Night vision devices are based on microbolometers, which are a kind of room-temperature heat detector. Arrays of these in the camera use infrared light to detect animals by their body heat. This body heat may be used to create thermal images on a screen or simply to activate an alarm. Microbolometers are very useful devices, but they cost a fortune because of the infrared lens used in their construction. In order for microbolometers to see wider application, the cost has to be brought down.

Currently, infrared lens are made of crystalline materials like germanium, zinc selenide or zinc sulfide. These are very expensive and require costly grinding and polishing, so the IWM team went in search of a cheaper material that used cheaper processing. The key to this was replacing traditional material with amorphous chalcogenide glass. This is glass that contains cheaper elements like sulfur, selenium or tellurium and is commonly used in lasers and CDs and DVDs.

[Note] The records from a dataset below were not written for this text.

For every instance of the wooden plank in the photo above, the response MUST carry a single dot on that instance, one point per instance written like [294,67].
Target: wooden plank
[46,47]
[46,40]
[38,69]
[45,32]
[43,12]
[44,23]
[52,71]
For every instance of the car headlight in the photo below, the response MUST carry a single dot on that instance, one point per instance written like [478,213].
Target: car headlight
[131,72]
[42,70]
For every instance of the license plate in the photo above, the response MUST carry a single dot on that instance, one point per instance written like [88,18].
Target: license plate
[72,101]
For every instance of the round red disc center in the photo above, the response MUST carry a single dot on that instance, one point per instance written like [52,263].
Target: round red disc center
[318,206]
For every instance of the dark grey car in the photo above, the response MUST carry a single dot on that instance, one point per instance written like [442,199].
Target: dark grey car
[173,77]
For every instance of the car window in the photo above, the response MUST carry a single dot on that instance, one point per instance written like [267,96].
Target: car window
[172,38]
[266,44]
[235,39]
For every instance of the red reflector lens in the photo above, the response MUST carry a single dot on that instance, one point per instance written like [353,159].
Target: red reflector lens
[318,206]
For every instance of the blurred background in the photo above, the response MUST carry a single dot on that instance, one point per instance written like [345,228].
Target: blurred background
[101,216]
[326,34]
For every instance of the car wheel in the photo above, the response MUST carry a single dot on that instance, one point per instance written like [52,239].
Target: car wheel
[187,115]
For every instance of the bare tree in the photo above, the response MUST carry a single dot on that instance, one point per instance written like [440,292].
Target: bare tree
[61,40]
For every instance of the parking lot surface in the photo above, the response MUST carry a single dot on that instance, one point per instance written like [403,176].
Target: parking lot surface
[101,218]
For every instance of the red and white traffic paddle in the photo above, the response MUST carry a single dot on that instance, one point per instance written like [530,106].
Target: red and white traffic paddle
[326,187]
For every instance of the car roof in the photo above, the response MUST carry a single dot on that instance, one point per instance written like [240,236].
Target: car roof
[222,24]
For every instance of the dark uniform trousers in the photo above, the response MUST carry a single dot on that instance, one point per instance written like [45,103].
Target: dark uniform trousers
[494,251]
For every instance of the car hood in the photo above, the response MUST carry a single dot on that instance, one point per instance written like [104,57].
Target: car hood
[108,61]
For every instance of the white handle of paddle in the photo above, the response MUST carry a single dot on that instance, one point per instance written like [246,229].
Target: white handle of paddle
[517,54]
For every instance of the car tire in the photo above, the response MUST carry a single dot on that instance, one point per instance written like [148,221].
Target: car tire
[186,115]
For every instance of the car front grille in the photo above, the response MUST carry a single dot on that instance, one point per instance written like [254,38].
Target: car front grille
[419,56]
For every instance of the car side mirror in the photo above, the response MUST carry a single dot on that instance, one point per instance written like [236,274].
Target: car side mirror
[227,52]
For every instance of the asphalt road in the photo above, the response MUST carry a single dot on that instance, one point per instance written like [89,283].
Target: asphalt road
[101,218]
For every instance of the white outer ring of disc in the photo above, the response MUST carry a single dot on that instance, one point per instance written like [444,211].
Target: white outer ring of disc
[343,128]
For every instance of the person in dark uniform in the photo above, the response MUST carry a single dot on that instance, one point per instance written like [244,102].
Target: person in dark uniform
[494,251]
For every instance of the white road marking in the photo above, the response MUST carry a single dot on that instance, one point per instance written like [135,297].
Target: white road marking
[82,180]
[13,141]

“Its softening temperature – that is, the temperature at which it can be formed – is low. Therefore, we can form it using non-isothermic hot stamping,” says Dr. Helen Müller, scientist at IWM.

“Non-isothermic hot stamping” means that instead of grinding and polishing, the lens are formed in a press that researchers describe as a “waffle iron.” Two heated plates contain a lens mold. The hot glass is clamped between these and then allowed to cool. When removed, there is a perfect lens that has the same optical qualities as a ground and polished one.

And it’s 70 percent cheaper.

The researchers are now working on adapting the process for mass production and are looking forward to the time when microbolometers are cheap enough to move out of the car market and into everyday life. They envision applications such as monitoring devices to assist the elderly, temperature monitoring in manufacturing and improving energy conservation by finding heat leaks in buildings.